Investing in the stock market can be intimidating even when the economy is strong, but investing during periods of volatility can be even more nerve-wracking.
Because investing always carries a certain amount of risk, many people shy away from it. In fact, nearly 44% of baby boomers say that right now is not the best time to invest in the stock market, according to a survey from Personal Capital.
However, retirement can be incredibly expensive, and it's tough to save as much as you need without investing. The average worker estimates retirement will cost around $1.7 million, a survey from Charles Schwab found, and unless you have loads of spare cash to set aside for retirement, it will be challenging to reach that goal by stashing your money in a savings account.
Fortunately, investing isn't as daunting as it may seem, and it's one of the best ways to build a healthy retirement fund -- even when the country is in a recession.
Why investing is vital
Investing in the stock market does involve more risk than sticking your money in a savings account or stashing it under your mattress. However, the potential rewards are also much greater when you invest.

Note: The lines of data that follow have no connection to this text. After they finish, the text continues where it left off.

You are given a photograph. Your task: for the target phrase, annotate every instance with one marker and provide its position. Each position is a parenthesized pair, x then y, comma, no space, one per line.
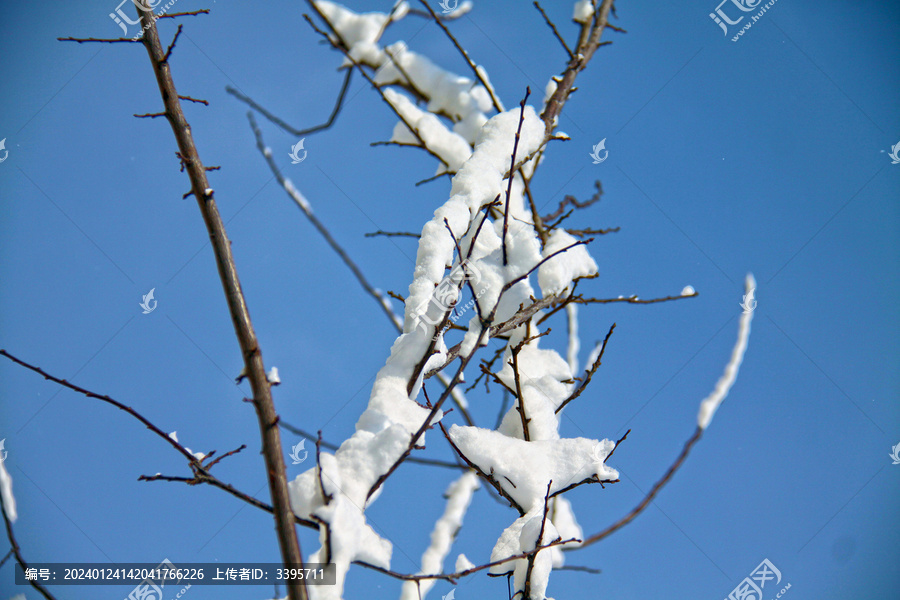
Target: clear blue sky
(766,155)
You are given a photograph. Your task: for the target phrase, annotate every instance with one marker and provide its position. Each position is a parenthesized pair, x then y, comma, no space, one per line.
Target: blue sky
(768,155)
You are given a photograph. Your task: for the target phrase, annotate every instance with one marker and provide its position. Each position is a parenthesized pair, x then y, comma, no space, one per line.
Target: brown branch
(588,480)
(205,103)
(512,169)
(453,577)
(520,404)
(485,327)
(393,234)
(631,299)
(102,40)
(171,47)
(283,125)
(213,481)
(588,42)
(489,477)
(433,178)
(588,373)
(201,472)
(341,45)
(648,498)
(193,13)
(304,207)
(497,105)
(329,446)
(240,315)
(521,316)
(584,232)
(573,201)
(526,590)
(191,458)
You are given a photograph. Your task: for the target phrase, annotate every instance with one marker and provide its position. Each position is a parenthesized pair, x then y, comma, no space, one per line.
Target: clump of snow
(359,31)
(711,403)
(459,495)
(450,147)
(558,272)
(9,501)
(523,469)
(463,563)
(563,518)
(583,12)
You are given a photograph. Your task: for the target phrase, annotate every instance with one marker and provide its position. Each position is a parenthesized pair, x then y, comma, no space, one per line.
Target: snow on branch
(711,403)
(458,495)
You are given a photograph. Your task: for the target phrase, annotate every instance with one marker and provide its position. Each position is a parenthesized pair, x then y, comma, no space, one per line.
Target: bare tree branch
(648,498)
(18,554)
(588,373)
(478,73)
(339,103)
(237,305)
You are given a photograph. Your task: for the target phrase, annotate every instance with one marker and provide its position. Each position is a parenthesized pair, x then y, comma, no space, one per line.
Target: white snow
(574,342)
(359,31)
(451,147)
(463,564)
(454,126)
(557,273)
(583,12)
(9,501)
(523,469)
(711,403)
(459,495)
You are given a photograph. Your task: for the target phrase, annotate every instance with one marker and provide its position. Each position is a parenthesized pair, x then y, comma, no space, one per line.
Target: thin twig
(494,100)
(393,234)
(648,498)
(193,13)
(306,209)
(172,45)
(333,447)
(526,590)
(18,553)
(512,170)
(102,40)
(588,373)
(283,125)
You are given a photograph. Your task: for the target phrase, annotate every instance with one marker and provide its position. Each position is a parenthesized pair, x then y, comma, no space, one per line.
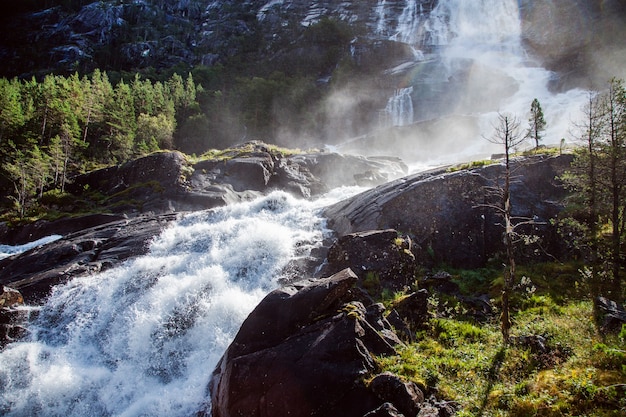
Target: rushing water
(8,250)
(473,64)
(142,339)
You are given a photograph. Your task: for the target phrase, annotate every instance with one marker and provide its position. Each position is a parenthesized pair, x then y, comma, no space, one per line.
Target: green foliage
(466,363)
(61,124)
(536,122)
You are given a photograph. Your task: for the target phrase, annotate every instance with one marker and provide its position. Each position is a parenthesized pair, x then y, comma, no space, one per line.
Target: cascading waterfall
(400,107)
(142,339)
(478,68)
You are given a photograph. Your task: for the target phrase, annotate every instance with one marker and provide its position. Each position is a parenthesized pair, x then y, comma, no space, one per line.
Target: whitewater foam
(142,339)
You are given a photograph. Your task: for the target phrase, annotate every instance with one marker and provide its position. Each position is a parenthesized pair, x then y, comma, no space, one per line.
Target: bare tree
(507,134)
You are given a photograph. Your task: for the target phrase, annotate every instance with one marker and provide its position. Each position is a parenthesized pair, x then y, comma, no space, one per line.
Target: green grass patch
(467,363)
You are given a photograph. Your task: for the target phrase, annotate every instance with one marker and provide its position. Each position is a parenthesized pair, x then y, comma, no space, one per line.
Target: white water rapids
(142,339)
(484,70)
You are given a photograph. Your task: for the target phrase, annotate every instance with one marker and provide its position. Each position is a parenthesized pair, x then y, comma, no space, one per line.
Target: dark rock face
(11,319)
(381,258)
(305,350)
(36,271)
(445,213)
(614,315)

Even the best savings accounts only have interest rates of roughly 1% per year. If you were to start saving at age 25, socking away $100 per month earning 1% annual interest, you'd have close to $60,000 saved after 40 years. But if you were to invest in the stock market and earn a modest 7% annual return, you'd have accumulated nearly $240,000, all other factors remaining the same.
Of course, as we saw earlier this year, the stock market can experience wild ups and downs. These ups and downs don't always coincide with recessions, either. In fact, when the National Bureau of Economic Research announced that the U.S. was officially in a recession, the stock market was bouncing back and recovering its losses from earlier in the year. Recessions can make the market more volatile, but if you press pause on saving until the economy is in better shape, you're missing out on your most valuable resource: time.
Although there is always a chance you could see your investments take a hit during market downturns, the rewards are almost always worth the risk. And by allocating your investments properly, you can minimize your risk as much as possible.
Proper asset allocation can significantly reduce your risk
Asset allocation, in a nutshell, is how your money is divided among your investments. Younger and more risk-tolerant investors may invest heavily in stocks because, although they're riskier, they have more potential for significant gains. As you get closer to retirement, though, it's a good idea to take a more conservative approach and invest more in bonds and other "safer" investments.
By investing more conservatively, you won't see your savings grow quite as much. However, your money will also be more protected against stock market downturns when you're not investing as much in stocks.
It may be tempting to invest conservatively even if you're still decades away from retirement, but there is such a thing as being too careful. If you only invest in bonds and other conservative investments, you'll miss out on the chance to see significant gains. Bonds typically only see average rates of return of around 5% to 6% per year, while stocks have historically experienced returns of around 10% per year, on average.
If you still have years before you can even consider retiring, investing more aggressively in stocks may be wise. You could see your savings take a hit in the short term, but over time, they'll bounce back. Then, as you get older, you can gradually shift your investments to lean more conservatively, which will better protect your money from future stock market crashes.
Although it can be daunting to invest in the stock market (particularly when the future is uncertain), it's one of the best ways to save a significant amount of money for retirement. You may never be able to eliminate risk entirely when getting involved in the stock market, but by being strategic about how you invest, you can boost your long-term savings and enjoy a more financially secure retirement.